El objetivo es que estos recursos no sean absorbidos por el gasto corriente ni por decisiones discrecionales, sino orientados a proyectos estructurales que eleven la calidad de vida y la competitividad de los territorios mineros.

Este no es el único aspecto a reformar en la normativa de 1971. Que tenga un alto contenido de la Constitución Dominicana, legislación que establece que el Estado es dueño del subsuelo, es otro de los aspectos identificados para mejorar junto a siete ejes que, de ser abordados y cumplidos, creen que pueden hacer una ley mejor.
“Una ley mejor no es precisamente la que tenga más artículos o la que ponga palabras más de este tiempo, sino la que mejor se pueda aplicar”, aclaró el director ejecutivo de esta asociación compuesta por 44 empresas del sector minero y petrolero.
Entre los ejes, se enumera que desde el principio los objetivos y el objeto de la ley estén identificados para así evitar “tanta discrecionalidad”. Asimismo, abordan que los organismos vinculados al tema tengan debidamente delimitadas sus funciones, también el cuidado y la protección del medio ambiente, y que prevalezcan los principios de seguridad jurídica y del debido proceso, entre otros.
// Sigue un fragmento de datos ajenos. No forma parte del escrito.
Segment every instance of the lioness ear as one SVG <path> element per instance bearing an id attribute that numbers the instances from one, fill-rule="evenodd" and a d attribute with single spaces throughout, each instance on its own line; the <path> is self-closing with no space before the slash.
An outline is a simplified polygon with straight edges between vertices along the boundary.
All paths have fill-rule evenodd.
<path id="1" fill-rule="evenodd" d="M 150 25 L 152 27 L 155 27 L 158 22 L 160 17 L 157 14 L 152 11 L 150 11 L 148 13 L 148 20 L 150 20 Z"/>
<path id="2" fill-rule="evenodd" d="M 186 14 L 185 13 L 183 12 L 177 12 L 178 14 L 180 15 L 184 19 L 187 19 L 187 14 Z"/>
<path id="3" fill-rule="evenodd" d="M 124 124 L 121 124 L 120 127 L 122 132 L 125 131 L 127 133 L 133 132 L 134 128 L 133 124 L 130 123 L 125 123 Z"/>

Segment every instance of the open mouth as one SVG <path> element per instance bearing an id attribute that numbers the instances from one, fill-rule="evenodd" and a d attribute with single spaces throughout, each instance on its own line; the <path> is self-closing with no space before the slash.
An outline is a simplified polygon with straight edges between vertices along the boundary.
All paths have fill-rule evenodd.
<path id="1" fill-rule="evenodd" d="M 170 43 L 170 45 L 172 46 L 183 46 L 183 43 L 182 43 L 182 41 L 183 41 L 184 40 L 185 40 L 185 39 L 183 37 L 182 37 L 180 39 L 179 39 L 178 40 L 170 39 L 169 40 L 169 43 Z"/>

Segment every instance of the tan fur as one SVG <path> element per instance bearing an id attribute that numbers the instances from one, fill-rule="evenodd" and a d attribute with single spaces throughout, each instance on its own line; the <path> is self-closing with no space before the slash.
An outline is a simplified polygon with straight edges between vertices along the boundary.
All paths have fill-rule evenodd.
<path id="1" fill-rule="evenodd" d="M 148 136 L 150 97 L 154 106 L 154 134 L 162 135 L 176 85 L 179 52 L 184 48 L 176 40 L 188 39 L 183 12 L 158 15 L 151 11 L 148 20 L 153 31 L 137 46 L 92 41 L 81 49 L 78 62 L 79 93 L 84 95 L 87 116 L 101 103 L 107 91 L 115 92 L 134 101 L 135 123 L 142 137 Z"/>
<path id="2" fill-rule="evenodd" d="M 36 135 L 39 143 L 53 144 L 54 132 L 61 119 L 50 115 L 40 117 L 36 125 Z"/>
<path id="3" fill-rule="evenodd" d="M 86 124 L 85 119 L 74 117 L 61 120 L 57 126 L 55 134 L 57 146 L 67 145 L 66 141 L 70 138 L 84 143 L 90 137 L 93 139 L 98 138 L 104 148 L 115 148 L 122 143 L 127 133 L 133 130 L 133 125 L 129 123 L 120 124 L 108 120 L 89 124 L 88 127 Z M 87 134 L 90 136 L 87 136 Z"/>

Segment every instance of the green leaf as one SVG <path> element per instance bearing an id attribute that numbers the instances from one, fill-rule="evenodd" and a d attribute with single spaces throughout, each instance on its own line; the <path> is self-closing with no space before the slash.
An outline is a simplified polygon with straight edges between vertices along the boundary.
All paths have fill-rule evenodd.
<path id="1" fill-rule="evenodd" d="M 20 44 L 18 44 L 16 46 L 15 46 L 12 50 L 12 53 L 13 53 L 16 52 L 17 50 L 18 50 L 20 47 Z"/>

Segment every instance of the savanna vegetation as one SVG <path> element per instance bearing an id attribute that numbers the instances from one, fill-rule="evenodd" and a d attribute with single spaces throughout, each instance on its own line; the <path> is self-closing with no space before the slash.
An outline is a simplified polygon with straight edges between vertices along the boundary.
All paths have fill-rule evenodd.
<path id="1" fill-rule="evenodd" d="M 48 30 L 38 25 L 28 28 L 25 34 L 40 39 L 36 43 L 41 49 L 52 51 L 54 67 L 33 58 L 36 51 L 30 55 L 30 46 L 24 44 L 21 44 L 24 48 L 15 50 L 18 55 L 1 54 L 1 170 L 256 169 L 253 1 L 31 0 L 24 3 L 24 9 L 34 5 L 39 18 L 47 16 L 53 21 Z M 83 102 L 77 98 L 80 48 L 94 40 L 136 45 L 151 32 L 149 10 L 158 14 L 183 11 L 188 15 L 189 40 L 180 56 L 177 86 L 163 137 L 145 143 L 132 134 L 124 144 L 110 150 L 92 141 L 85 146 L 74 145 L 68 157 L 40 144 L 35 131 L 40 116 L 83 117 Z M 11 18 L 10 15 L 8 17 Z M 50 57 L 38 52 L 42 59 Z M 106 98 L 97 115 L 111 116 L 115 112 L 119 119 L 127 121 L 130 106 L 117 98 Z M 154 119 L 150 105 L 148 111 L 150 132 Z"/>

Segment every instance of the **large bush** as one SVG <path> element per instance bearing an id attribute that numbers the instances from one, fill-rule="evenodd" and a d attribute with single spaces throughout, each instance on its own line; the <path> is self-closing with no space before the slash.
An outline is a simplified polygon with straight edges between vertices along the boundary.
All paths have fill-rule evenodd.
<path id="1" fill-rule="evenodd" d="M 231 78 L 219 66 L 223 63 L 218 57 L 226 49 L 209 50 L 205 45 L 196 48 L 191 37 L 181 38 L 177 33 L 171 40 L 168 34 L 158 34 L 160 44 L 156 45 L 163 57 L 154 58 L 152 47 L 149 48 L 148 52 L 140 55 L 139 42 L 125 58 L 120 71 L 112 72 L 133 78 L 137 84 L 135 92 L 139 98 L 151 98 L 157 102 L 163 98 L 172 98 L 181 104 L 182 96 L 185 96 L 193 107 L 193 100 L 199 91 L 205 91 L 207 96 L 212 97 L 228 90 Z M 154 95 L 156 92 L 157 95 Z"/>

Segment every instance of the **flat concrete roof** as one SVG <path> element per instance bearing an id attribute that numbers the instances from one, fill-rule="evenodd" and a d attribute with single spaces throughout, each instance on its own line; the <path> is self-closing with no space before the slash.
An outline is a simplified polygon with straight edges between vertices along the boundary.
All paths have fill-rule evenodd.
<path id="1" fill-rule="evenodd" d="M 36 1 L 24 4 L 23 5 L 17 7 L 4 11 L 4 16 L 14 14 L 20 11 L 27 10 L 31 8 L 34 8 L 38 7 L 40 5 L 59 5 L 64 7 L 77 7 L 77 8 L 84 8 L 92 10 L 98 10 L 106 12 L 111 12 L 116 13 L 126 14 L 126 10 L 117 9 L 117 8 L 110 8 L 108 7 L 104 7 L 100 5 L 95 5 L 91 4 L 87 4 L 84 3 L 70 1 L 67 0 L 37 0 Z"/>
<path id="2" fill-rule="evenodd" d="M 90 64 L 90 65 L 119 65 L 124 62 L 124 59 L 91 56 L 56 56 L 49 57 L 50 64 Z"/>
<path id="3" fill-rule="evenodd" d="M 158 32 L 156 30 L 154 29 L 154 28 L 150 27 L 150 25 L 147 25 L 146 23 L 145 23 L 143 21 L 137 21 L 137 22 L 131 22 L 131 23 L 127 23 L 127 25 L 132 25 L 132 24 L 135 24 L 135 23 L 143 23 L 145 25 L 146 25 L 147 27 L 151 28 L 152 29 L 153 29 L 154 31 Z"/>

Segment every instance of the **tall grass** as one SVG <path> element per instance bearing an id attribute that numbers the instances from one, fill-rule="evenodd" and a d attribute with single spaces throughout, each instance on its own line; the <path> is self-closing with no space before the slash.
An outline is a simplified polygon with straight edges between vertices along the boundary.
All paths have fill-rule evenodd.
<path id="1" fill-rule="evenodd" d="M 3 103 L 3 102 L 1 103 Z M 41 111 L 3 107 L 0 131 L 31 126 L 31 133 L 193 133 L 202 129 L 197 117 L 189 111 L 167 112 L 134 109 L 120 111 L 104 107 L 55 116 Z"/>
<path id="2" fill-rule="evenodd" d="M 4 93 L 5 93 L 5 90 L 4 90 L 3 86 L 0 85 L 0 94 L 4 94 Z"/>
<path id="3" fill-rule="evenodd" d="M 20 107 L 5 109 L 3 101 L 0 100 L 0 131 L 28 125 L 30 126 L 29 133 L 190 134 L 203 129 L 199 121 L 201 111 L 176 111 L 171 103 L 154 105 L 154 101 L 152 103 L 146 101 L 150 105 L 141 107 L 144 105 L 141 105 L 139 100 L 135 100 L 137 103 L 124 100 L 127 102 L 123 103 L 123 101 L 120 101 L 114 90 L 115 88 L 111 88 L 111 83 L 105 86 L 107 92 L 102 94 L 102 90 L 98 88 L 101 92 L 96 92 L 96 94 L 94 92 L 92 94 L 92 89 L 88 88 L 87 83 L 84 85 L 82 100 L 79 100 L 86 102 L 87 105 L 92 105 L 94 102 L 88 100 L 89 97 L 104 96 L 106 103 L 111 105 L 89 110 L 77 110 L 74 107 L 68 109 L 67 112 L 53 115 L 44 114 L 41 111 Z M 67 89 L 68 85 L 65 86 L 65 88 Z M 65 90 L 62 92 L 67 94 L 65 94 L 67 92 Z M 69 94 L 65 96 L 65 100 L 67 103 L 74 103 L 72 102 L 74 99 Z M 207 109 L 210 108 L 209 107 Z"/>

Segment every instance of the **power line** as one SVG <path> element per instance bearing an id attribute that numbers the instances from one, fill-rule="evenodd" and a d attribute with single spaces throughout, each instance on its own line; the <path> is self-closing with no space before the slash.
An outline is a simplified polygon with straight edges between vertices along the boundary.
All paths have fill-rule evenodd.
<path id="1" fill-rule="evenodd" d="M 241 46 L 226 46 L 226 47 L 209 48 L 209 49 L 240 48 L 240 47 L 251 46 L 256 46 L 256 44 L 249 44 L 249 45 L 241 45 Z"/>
“Pero hay que tener cuidado con eso”, dijo Valerio sobre lo último, “porque cuando lo decimos nosotros, la gente cree que nosotros como sector privado estamos buscando garantías y no es buscando garantías; se supone que cuando hay seguridad jurídica beneficia a todos: a las empresas, porque te da certeza en lo que tú estás haciendo; al Estado, porque lo hace más fuerte y a la comunidad, porque sabe a qué atenerse; y al mismo medio ambiente, de hecho, porque sabe quién lo fiscaliza”.